Welcome to our “Psychedelic Lunch” series, “West Coast Bands,” where we find out how deep the rabbit hole really goes and explore psychedelic tunes from the 60’s to today. Weekdays At Noon EST. Enjoy the trip!

One of the top rock bands ever to emerge from Los Angeles in the 1960s, The Doors first album came out during the iconic Summer of Love in 1967. On a disk full of great songs, the best of the best was “Light My Fire,” certainly one of the most incendiary rock singles of all time. After that, The Door kept churning out the hits, relying on the superior talent of Ray Manzarek, John Densmore, Robby Krieger and, of course, singer Jim Morrison, who impressed with his wild, poetic, charismatic, profane stage persona, which got him and the band in trouble at least a few times.

Few performers have been so consistently controversial as James Douglas Morrison, the vocalist and songwriter of the Doors.
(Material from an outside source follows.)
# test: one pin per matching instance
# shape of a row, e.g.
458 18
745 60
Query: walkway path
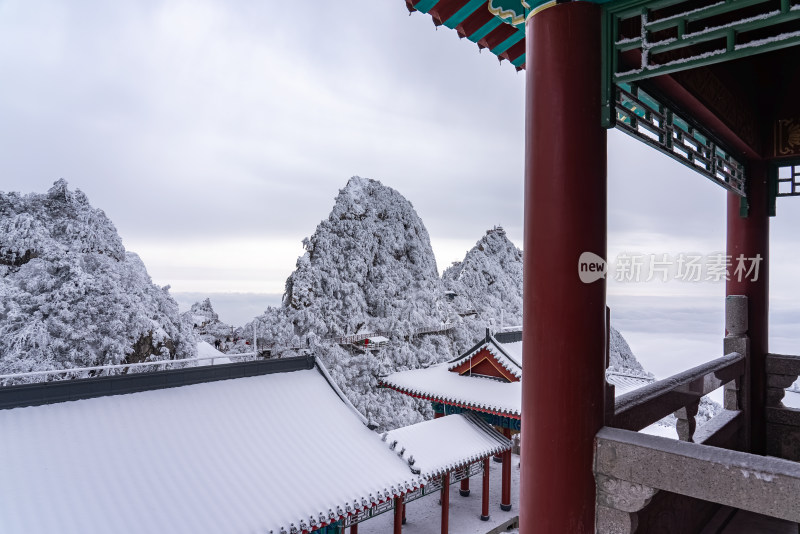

And none has caused so many writers to construct so much gothic imagery in an effort to describe the mystique.
In the Village Voice, for instance, one chronicler said Morrison was the “first major male sex symbol since James Dean died and Marlon Brando got a paunch” and another called him at (different times) a “leather tiger,” a “shaman-serpent king,” “The Lizard King,” and “America’s Oedipal nightingale.” In Eye, he was described as a “demonic vision out of a medieval Hellmouth” and the author of a book about the Doors called him “the Sex-death, Acid-Evangelist of Rock, a sort of Hell’s Angel of the groin.” While the Miami Herald tagged him “The King of Orgasmic Rock,” Joyce Haber dubbed him “the swinging Door” and prose-poet Liza Williams said he was a “baby bullfighter” and “the ultimate Barbie doll.”
If writers have been engaged in an inordinate amount of word-weaving, Morrison’s public has gone farther, spinning and spreading outrageous tales as regularly as the Doors have churned out hits. If you believed them all, Morrison was always drunk and/or stoned; both an angelic choirboy in an unfortunate setting and a satyr seeking a continuing debauch; boorish and inarticulate as well as polite, considered and shy; all the above and none of these. New stories — each wilder than the last — were told each week and over a period of two years Jim Morrison came to represent the perfect Super Star — someone far larger than his work or his life. In truth, many of the extremes were based on more than fairytale.
Morrison finished writing a screenplay with poet Michael McClure and signed a contract with Simon and Schuster for his own first book of poetry.
Unlike the mythology, the music of the Doors remains a constant — a force which has not been so much an “influence” in rock, but a monument. “The music is your special friend,” Morrison sang in “The Music’s Over,” and for millions, the music of the Doors is just that; just as the Beatles’ Sgt. Pepper renders a generation weak with nostalgia, so does the Doors’ “Light My Fire.” At the group’s peak, in 1967-68, there was also a strident urgency about Morrison’s music. “We want the world and we want it now.”
The band remained a potent rock force into the early 1970s, when Morrison died of mysterious circumstances in Paris, France. (Since there was no autopsy, nobody knows for sure what killed him!) Now Jim Morrison remains forever in the Rockers Dead at 27 Club. Anyway, soldiering on as a trio, The Doors survived until 1973.